While following the procedure on rotating the Ops Manager Root CA, specifically upon running the curl command to call the "/activate" endpoint in the "Step 2: Activate the CAs" step, the following safety violation is encountered:
{"certificates":{"updated":[],"excluded":[],"update_failed":[]},"safety_violations":[{"violation":"active child certificate version is not the latest non transitional version or more than one active version exists","certificate_names":["/bosh_dns_health_client_tls","/bosh_dns_health_server_tls","/dns_api_client_tls","/dns_api_server_tls","/opsmgr/bosh_dns/san_migrated"]}],"errors":["failed to activate certificate authorities"]}
The solution for this is usually to upgrade all deployments so that all the leaf certs would be signed by the latest version of the Ops Manager CA cert. However, even after all the deployments have been upgraded, the above error persists.
VMware Tanzu Platform
There is at least one deployment that is still recorded in Credhub to be having leaf certs that are signed by an old version of a CA cert. This can be verified by running the `maestro topology` command and reviewing the output.
As an example, the leaf cert "/bosh_dns_health_client_tls", which is one of the certs named in the error message, has this section in the maestro topology output:
- name: /bosh_dns_health_client_tls
certificate_id: CERTID123
signed_by: /opsmgr/bosh_dns/tls_ca
versions:
- version_id: yyy
active: true
signed_by_version: 1111
deployment_names:
- bosh-health
- cf-5555
- service-instance_6666
- service-instance_7777
- service-instance_8888
generated: true
valid_until: 2029-05-28T16:38:08Z
- version_id: xxx
active: true
signed_by_version: 1111
deployment_names:
- service-instance_aaa
- service-instance_bbb
- service-instance_ccc
generated: true
valid_until: 2027-04-05T09:15:24Z
In the above, there are two active versions of the "/bosh_dns_health_client_tls" cert. The version 'xxx' of that cert is being used by three deployments (service-instance_aaa, service-instance_bbb and service-instance_ccc) and it has a validity end date that is earlier than the other version, and so it could be suspected that this cert (version 'xxx') is the older cert and should no longer be used by any deployments if an Apply Changes (with upgrade all service instances errand enabled) was recently done.
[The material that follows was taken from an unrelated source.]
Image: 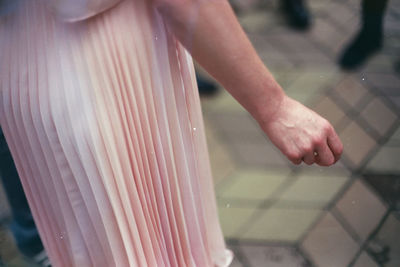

The deployments, still using the old cert, could be failed deployments that doesn't have any VM's. These could be service instance deployments that failed during their creation stage.
If the service instance deployment does not have any VM's running, and if running `bosh manifest -d $deployment` doesn't have any output, then it is safe to assume that these are failed service instance deployments. If these are failed deployments, then these can be deleted by running the following command on each one:
bosh -d $service_instance_name delete-deployment
Once those deployments are deleted, run the maestro topology again and the output should no longer show those deployments and then there should only be one active cert that has deployments. If so, then run the step again to activate the Ops Manager Root CA to resume the procedure to rotate it.